It's a result of TI acquiring National.  Two different companies, two different products, two different manufacturing processes, two different designs, for the essentially the same end product.
Capacitor Expert By Day, Enginerd by night.  ||  Personal Blog: www.baldengineer.com  || Electronics Tutorials for Beginners:  www.addohms.com

#### scswift

So you're saying they're actually identical?

I took another look at the spec sheet and I noticed they had some graphs labeled "short circuit current".  If I'm not mistaken those show a worst case scenario of the reg trying to put out as much current as it can at 6v and 16v.  I think the graph also shows the thermal regulation kicking in shortly after the start of the test.

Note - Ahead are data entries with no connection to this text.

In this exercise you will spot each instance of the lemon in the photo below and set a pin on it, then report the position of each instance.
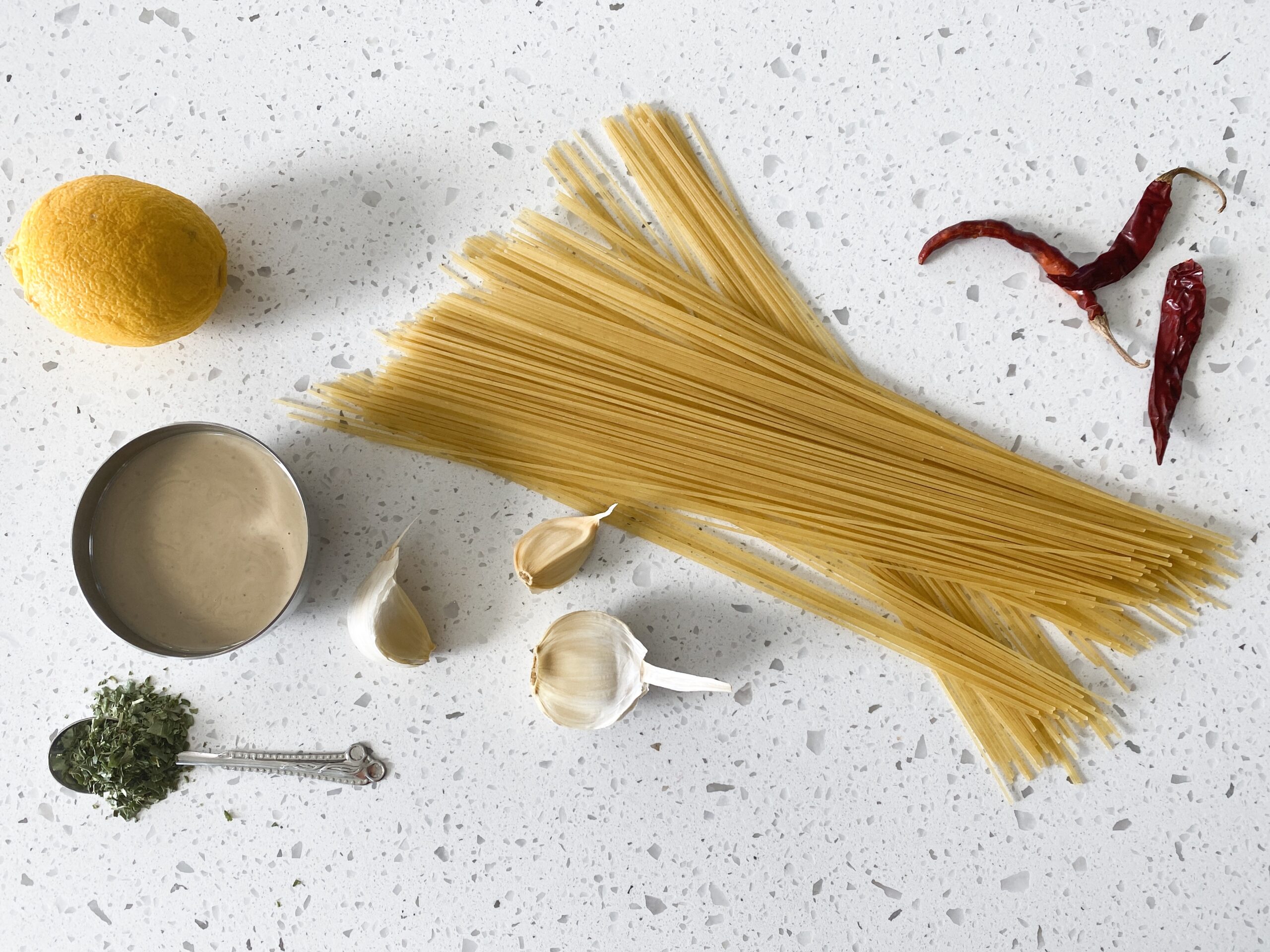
(119, 261)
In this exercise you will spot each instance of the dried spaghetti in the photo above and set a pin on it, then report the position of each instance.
(681, 375)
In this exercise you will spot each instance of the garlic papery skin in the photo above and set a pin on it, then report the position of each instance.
(384, 624)
(553, 551)
(590, 670)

If that's the case, then for the first reg @ 6v, it peaks at 450mA, and drops to 300mA over the course of 2 seconds, then takes a nose dive, leveling out again just under 250mA.
For the second reg, it peaks at 350mA, drops to 250mA after half a second, then over the next 1.5 seconds slowly drops to 225mA.

That would seem to indicate the first part is slightly better.  It can provide an average of 325mA for 2 seconds before thermal regulation kicks in, whereas the second part really can't provide more than an average of 250mA over that same period.

But it also seems to indicate the parts are largely the same, if all you're interested in is their long term current handling ability, and that the second part can handle quite a bit more than 150mA if you've got the input voltage low enough.  (Seems at 16V they both crap out around 100mA.)

On the other hand, I just noticed the graphs for the two regulators aren't measuring exactly the same stuff.  The first is measuring 2.8v out, and the second 3.3v out.  I'm not sure how the difference would affect the graphs.  It could either make the two regs more equal or more different.  But still, with the second reg putting out 3.3v it's serving up quite a bit more current than I expected.

#### johnwasser

So you're saying they're actually identical?

No, he said they are different because they were designed and made by different companies before the companies merged.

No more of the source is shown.